I like this pattern a lot. The agent never needs direct DynamoDB IAM permissions, which makes the boundary safer and gives the application control over how updates are applied.
I verified the flow end to end:
-
save_memorystored “Hanako’s birthday is 8/12” -
upsert_taskcreated a task for buying a birthday gift -
mark_task_doneupdated that task to done -
TaskEventsTablerecordedcreatedandmarked_done
Slack mentions work naturally
When I mention @AI in Slack, the conversation continues in the same thread.
What made this feel right was treating Slack thread = Claude session. That aligns the Slack UX with the conversation context in a very natural way.
I also added attachment handling on the Lambda side. With files:read, Lambda can fetch PDFs or images from Slack’s url_private endpoints and pass them to Claude as document or image blocks.
That makes flows like this possible:
- upload a school or daycare PDF
- let the AI read it
- extract tasks if needed
- save important details into memory
Daily reminders also worked well
For scheduled execution, I used EventBridge Scheduler rather than the older CloudWatch Events style rules.
The current setup stores a daily-summary task definition in DynamoDB. Every morning at 9 AM, the scheduled runner loads that definition, starts Claude, calls list_tasks to fetch unfinished tasks, and posts a short reminder to Slack.
What I like about this is that the reminder is not a fixed template. Claude can shape the wording based on the unfinished tasks in DynamoDB.
Letting it read PDFs and remember things is surprisingly good
This turned out to be one of the most promising parts for household use.
If I can just upload a PDF to Slack and say @AI take a look at this, the system can:
- extract dates
- turn them into tasks
- save names or events into memory
That is exactly the kind of workflow that matters for family operations, where the problem is usually not a lack of information but forgetting things at the wrong time.
In that sense, save_memory and search_memories seem especially useful.
Pricing
Cost is obviously a concern.
According to Anthropic’s pricing page, the model I am using here, Claude Sonnet 4.6, is priced at:
- Input:
$3 / MTok - Output:
$15 / MTok - Session runtime:
$0.08 / session-hour
Reference:
For household use, a rough estimate still puts this in a pretty reasonable range, around $10/month.
I used these assumptions:
- 5 Slack mentions per day
- 1 daily reminder per day
- per mention: 12k input tokens / 1.2k output tokens / 20 seconds runtime
- per reminder: 15k input tokens / 1.5k output tokens / 15 seconds runtime
That gives roughly:
- mentions:
about $8.4 / month - reminders:
about $2.1 / month - total:
about $10.5 / month
This will go up quickly if:
- you read a lot of long PDFs
- you use web search or extra tools heavily
- conversations get long and context keeps expanding
Still, for a personal household assistant with a small number of daily interactions, AWS costs are likely minor compared to Claude token costs.
Things that were tricky
Slack Events configuration
At first, I had the classic problem where the Request URL was verified but no events were arriving. In the end, I had to carefully make sure that:
- Event Subscriptions were enabled
-
app_mentionwas added -
files:readwas added - the Slack app was reinstalled after changing scopes
Splitting responsibility between Slack MCP and Lambda
Slack MCP is useful, but once you need external event ingestion, attachment handling, threaded replies, and idempotency, it is easier to keep Slack input/output under application control.
The split that worked best here was:
- Lambda handles input and delivery
- Managed Agent handles reasoning and tool usage
That division felt clean.
Do not start with fully automatic memory saving
This is more of an operational lesson than a technical one. Memory gets messy fast. Birthdays and gift history are good durable facts, but if you save every temporary request automatically, the memory store becomes noisy very quickly.
For now, I prefer having an explicit save_memory entry point.

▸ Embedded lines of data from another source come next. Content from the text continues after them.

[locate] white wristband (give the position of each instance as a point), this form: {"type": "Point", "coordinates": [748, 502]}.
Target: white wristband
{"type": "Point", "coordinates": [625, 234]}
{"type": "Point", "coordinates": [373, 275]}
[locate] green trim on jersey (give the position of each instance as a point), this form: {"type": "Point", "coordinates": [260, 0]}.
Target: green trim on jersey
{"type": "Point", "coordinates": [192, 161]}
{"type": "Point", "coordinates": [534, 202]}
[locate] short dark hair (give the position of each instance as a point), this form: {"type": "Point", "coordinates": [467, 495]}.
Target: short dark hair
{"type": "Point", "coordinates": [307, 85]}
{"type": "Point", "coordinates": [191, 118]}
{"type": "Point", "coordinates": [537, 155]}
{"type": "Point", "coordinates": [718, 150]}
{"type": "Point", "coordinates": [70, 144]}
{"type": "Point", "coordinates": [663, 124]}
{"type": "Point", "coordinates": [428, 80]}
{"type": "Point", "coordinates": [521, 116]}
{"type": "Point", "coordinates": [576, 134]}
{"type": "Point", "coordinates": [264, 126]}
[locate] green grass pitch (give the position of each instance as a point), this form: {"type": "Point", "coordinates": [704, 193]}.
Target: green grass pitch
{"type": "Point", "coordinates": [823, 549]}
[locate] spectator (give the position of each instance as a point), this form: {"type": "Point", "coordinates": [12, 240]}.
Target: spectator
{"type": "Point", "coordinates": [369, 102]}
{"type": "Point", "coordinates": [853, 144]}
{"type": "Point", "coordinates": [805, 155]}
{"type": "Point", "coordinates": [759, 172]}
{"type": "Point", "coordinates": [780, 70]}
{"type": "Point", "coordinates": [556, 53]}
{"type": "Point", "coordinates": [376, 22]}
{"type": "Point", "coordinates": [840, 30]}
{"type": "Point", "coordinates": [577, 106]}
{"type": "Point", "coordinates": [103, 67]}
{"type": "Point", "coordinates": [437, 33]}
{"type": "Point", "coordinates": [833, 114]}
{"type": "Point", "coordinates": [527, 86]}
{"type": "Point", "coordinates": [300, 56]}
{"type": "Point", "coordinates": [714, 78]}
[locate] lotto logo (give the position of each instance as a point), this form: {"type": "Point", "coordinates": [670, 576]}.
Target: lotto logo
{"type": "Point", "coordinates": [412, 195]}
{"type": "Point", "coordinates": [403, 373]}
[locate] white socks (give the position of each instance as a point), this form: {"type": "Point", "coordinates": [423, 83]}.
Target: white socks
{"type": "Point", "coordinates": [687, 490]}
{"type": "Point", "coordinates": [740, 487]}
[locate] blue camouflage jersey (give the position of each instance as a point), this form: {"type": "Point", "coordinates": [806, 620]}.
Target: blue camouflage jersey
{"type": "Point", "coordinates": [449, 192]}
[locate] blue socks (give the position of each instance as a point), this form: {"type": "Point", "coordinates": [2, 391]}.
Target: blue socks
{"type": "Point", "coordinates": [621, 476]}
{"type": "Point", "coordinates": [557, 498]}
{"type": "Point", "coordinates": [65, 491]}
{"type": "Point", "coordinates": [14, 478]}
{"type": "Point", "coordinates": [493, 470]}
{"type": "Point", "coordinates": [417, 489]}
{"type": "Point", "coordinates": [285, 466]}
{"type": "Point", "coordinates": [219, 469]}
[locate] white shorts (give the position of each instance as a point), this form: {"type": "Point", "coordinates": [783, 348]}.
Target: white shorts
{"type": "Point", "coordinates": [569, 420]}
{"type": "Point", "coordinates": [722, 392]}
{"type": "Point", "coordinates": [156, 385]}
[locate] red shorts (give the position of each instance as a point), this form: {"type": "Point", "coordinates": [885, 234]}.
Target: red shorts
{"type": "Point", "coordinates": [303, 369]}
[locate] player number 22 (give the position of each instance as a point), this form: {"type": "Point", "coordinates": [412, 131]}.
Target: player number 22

The agent can decide what looks durable, but the application still controls how it is persisted.
What I want to do next
These are the next things I want to add:
- register events in Google Calendar and link the returned event IDs to tasks
- read Google Drive documents and turn them into tasks or memories
- run weekly summaries of completed tasks
- add reminders like “a birthday is coming up” or “the co-op deadline is close”
- refine the memory persistence policy
Calendar integration feels especially important. The shape I want is: Claude registers something in Calendar, returns structured JSON, and the application syncs that result into DynamoDB task state.
Closing thoughts
I came away with a very good impression.
The managed aspect matters a lot. Availability, execution environments, credentials, and permission boundaries are all expensive to get right on your own. Claude Managed Agents makes that much easier to control.
The pattern that currently feels best to me is:
- reasoning and sandboxing in Managed Agents
- webhooks, state, and integration glue in Lambda
That split worked well for a household assistant too. At this point I can already see a path where I throw rough notes into Slack and get “remember this,” “remind me later,” and “what is still unfinished?” out of the same system.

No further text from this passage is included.